Contar un chiste es un deporte lleno de riesgos. Como en las carreras de autos, una mínima variación en la velocidad o un descuido al tomar la curva, podría convertir el anunciado éxito en una tarde desastrosa. Es casi como la declamación de un poema, una ciencia de la exactitud que si bien depende mucho de la memoria, también recurre a la improvisación para salvar los momentos difíciles.
La poesía y los chistes tienen otro punto en común: hay gente obsesionada con convertirlos a ambos en un asunto de sobremesa.
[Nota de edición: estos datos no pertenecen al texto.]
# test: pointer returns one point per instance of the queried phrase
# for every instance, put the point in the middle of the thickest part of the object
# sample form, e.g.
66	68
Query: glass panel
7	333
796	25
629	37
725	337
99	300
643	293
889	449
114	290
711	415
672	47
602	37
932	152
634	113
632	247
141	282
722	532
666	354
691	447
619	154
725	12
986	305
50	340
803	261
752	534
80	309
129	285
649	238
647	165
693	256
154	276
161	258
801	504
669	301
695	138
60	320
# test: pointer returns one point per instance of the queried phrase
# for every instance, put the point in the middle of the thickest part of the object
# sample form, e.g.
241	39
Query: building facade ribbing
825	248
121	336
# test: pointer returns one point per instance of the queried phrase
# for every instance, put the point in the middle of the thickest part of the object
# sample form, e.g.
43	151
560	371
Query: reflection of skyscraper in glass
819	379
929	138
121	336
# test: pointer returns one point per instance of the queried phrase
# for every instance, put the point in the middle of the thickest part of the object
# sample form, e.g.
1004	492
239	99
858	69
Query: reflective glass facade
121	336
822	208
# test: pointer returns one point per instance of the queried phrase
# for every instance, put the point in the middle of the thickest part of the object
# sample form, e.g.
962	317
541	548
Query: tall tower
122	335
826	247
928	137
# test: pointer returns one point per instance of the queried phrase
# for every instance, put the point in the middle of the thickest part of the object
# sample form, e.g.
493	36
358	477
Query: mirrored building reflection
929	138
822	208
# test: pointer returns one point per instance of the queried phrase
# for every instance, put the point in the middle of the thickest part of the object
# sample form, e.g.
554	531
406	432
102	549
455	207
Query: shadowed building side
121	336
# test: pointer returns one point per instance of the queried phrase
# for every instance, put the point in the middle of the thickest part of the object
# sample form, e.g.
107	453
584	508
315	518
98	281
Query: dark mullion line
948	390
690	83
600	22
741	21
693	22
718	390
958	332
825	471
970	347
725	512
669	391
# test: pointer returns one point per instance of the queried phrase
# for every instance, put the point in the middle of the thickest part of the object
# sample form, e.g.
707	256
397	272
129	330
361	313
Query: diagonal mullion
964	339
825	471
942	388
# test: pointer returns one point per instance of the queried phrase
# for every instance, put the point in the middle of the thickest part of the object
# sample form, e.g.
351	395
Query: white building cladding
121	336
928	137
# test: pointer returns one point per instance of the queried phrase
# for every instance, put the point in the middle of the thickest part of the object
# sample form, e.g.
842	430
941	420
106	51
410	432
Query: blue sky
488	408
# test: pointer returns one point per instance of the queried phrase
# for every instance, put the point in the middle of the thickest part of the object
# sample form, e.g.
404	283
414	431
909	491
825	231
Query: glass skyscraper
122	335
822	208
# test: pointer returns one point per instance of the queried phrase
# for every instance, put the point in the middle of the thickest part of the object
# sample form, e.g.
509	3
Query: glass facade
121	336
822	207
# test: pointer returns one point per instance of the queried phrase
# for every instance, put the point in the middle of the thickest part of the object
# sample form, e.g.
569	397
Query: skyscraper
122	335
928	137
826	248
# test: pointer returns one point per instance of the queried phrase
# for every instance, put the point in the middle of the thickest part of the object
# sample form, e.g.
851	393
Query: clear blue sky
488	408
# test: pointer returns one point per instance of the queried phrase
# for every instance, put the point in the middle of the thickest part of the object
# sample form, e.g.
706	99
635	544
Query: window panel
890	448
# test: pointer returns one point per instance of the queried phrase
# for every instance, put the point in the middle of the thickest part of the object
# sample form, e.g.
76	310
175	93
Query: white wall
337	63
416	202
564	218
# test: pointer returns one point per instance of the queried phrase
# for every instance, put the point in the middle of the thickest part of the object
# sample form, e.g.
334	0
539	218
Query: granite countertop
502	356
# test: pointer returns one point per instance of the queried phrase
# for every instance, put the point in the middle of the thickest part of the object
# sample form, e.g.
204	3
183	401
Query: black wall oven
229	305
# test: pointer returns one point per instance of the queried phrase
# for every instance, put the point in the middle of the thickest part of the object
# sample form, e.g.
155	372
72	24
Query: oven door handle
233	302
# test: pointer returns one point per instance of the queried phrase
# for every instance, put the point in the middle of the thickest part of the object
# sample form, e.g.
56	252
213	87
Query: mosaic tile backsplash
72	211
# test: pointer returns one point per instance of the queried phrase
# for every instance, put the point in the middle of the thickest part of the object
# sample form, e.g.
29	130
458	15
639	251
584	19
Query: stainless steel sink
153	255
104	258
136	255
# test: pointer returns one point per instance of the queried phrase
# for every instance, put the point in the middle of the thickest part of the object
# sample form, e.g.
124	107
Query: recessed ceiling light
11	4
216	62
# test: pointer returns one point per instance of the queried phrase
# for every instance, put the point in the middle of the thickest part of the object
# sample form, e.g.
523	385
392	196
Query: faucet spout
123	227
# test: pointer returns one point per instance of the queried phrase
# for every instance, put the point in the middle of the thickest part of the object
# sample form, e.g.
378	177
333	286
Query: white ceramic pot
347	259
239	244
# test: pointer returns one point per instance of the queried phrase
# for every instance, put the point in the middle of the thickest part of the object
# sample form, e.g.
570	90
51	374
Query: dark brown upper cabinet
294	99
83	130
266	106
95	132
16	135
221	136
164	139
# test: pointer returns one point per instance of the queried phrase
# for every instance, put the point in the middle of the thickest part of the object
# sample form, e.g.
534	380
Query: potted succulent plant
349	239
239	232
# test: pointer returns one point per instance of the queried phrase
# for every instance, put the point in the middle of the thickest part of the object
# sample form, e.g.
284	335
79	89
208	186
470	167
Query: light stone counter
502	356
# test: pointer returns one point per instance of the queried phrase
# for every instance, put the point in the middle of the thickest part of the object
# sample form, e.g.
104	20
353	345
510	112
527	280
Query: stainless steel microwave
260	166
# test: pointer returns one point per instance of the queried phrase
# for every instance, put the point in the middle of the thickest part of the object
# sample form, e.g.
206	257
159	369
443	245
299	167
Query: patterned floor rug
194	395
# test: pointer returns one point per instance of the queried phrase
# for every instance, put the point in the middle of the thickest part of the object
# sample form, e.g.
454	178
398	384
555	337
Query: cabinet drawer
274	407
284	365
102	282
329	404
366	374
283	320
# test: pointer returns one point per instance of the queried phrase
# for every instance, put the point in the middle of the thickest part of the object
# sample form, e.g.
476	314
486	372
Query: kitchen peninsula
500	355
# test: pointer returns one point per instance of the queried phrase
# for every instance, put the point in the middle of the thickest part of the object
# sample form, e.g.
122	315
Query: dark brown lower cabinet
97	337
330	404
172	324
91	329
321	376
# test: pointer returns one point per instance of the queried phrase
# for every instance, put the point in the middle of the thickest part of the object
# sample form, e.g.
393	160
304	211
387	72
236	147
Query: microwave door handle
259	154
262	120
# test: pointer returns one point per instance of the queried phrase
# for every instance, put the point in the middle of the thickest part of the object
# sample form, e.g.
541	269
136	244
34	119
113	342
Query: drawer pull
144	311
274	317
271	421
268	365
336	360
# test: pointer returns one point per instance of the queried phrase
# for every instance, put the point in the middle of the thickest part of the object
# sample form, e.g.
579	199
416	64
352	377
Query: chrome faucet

A menos que seas Polo Polo y puedas hacer una epopeya del encuentro entre dos homosexuales, el chiste caminará todo el tiempo por la cuerda floja. Se trata de un juguete compacto que puede volar en mil pedazos a la menor provocación, pero también de un síntoma del exceso. Como una señal de alarma, el chiste nos avisa que hemos sobrepasado el tiempo o la cantidad de alcohol razonables. Siempre que en una fiesta alguien inicia la ronda de chascarrillos significa que todos los temas de conversación han sido ya agotados.
Quienes hemos padecido al menos una veintena de reuniones familiares, sabemos que nada es tan vergonzoso como un chiste mal contado o tan trágico como un “gran final” que olvidamos en el último segundo. Como le sucede a Marlin, el pez payaso de “Buscando a Nemo”, explicar las circunstancias de un chiste acaba por provocar pena ajena. De las personas graciosas que pretendíamos ser terminamos siendo el objeto risible de los asistentes. Finalmente el chiste se vuelve una carta bomba a la que hemos puesto como destinatario nuestro propio domicilio.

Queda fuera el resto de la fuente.